Archive for 2009

Which one are you?

Wednesday, December 16th, 2009

Stewart Brand — author of “The Whole Earth Catalog” and creator of the term “ecopragmatist” (of which he clearly is one) — had a piece in the New York Times a few days ago in which he identified four distinctly different attitudes toward climate change. I encourage you to read the piece, but here’s a quick summary of his classifications:

Denialists: There is absolutely, positively no human cause behind whatever warming has occurred (if there’s even warming at all).

Skeptics: OK, there might be some warming, but the science isn’t nailed down tight, other factors have been given short shrift, and there’s a whole lot of scare-mongering going on.

Warners: The climate is changing and we’re headed for eventual disaster if something isn’t done right now.

Calamatists: Mother Nature is going to kill us all, and we deserve it because humans are loathsome, greedy and self-indulgent.

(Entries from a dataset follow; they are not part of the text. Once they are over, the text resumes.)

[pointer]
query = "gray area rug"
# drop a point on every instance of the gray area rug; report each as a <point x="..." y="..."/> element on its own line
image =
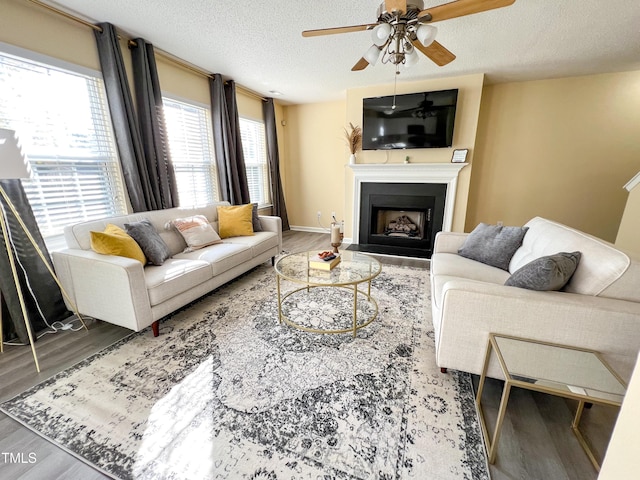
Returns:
<point x="228" y="392"/>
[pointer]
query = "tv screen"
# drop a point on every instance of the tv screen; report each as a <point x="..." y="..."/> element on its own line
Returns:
<point x="414" y="120"/>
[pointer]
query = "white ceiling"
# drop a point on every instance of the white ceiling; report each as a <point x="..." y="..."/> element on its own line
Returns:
<point x="260" y="45"/>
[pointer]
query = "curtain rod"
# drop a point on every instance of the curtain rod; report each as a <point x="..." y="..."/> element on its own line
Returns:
<point x="159" y="52"/>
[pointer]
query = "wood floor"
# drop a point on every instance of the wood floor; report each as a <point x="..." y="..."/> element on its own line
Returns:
<point x="536" y="443"/>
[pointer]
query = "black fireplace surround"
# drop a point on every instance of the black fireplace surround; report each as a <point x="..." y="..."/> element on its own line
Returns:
<point x="418" y="208"/>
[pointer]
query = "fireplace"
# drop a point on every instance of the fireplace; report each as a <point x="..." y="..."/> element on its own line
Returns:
<point x="400" y="218"/>
<point x="399" y="208"/>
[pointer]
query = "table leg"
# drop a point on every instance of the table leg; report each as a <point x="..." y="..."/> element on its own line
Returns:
<point x="355" y="310"/>
<point x="279" y="299"/>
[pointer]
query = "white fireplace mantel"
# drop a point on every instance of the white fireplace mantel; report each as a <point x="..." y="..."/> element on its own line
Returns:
<point x="446" y="173"/>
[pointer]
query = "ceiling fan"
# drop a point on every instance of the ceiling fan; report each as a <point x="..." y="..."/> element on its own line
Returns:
<point x="402" y="28"/>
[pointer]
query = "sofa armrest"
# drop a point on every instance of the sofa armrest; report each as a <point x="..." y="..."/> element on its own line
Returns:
<point x="449" y="242"/>
<point x="272" y="223"/>
<point x="105" y="287"/>
<point x="473" y="309"/>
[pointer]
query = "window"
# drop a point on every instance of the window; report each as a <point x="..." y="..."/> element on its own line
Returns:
<point x="191" y="147"/>
<point x="62" y="120"/>
<point x="255" y="159"/>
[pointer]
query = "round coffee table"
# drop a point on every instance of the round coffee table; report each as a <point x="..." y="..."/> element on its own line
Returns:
<point x="355" y="268"/>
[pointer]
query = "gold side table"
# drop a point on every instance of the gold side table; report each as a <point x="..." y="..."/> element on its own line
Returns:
<point x="560" y="370"/>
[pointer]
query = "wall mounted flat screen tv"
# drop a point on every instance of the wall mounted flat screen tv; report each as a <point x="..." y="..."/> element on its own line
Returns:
<point x="414" y="120"/>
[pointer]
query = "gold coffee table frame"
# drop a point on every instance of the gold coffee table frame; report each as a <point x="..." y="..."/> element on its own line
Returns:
<point x="354" y="269"/>
<point x="560" y="370"/>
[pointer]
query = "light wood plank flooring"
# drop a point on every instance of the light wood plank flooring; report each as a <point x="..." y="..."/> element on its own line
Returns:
<point x="536" y="443"/>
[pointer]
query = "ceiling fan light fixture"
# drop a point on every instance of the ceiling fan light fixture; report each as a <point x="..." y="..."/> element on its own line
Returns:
<point x="372" y="54"/>
<point x="426" y="34"/>
<point x="380" y="33"/>
<point x="410" y="56"/>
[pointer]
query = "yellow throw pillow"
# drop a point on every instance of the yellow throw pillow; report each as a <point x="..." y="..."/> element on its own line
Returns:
<point x="235" y="221"/>
<point x="115" y="241"/>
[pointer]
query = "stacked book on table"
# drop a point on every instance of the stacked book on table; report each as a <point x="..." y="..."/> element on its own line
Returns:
<point x="324" y="261"/>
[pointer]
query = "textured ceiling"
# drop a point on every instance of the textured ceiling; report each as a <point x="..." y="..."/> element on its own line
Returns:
<point x="260" y="45"/>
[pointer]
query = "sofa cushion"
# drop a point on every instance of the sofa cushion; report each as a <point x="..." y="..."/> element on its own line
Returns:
<point x="235" y="221"/>
<point x="175" y="276"/>
<point x="493" y="244"/>
<point x="151" y="243"/>
<point x="551" y="272"/>
<point x="115" y="241"/>
<point x="196" y="231"/>
<point x="220" y="257"/>
<point x="601" y="264"/>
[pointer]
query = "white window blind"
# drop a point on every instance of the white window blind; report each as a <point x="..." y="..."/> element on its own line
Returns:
<point x="63" y="123"/>
<point x="254" y="148"/>
<point x="191" y="147"/>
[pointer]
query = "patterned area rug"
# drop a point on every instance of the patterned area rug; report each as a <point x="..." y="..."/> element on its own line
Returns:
<point x="227" y="392"/>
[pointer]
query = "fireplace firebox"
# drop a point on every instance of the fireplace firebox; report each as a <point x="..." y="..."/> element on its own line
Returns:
<point x="400" y="218"/>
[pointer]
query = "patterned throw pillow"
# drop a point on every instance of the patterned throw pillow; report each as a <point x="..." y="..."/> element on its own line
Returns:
<point x="115" y="241"/>
<point x="196" y="231"/>
<point x="236" y="220"/>
<point x="493" y="244"/>
<point x="546" y="273"/>
<point x="154" y="248"/>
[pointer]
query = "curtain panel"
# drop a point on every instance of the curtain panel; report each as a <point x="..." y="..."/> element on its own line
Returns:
<point x="232" y="173"/>
<point x="163" y="192"/>
<point x="41" y="292"/>
<point x="123" y="116"/>
<point x="277" y="193"/>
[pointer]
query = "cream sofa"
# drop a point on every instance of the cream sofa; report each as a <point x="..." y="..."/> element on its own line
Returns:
<point x="598" y="309"/>
<point x="122" y="291"/>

Feel free to declare where you belong on this scale. I’ll go first. I’m a skeptic who errs on the side of the warners. The more I read about the assumptions and models that support Climate Theology (and there’s been a lot to read lately), the more skeptical I become. Science, like journalism, is supposed to be obsessed with truth — no matter how uncomfortable it may be, how much research funding it endangers or how many political beliefs it imperils. What we know now that we didn’t know a month ago is that key members of the climate-science community are done pretending that contrary scientific judgments have any place in their deliberations. To them, climate science is settled and from this point it’s just a political argument. Problem is, history is rich with moments when science was “settled” and disbelievers were considered to be a political problem. Things tended to not end well for them, as you may recall. Does the name Galileo ring a bell?

Still, the fact that we continue to debate the science is a good sign. And because my faith in modern research is greater than my belief that some of it has been corrupted, I give the warners the benefit of the doubt. It would surely be a good thing to stop the increase in carbon emissions, and reduce it if we can. Just don’t blow those carbon emissions up my skirt. I really hate that.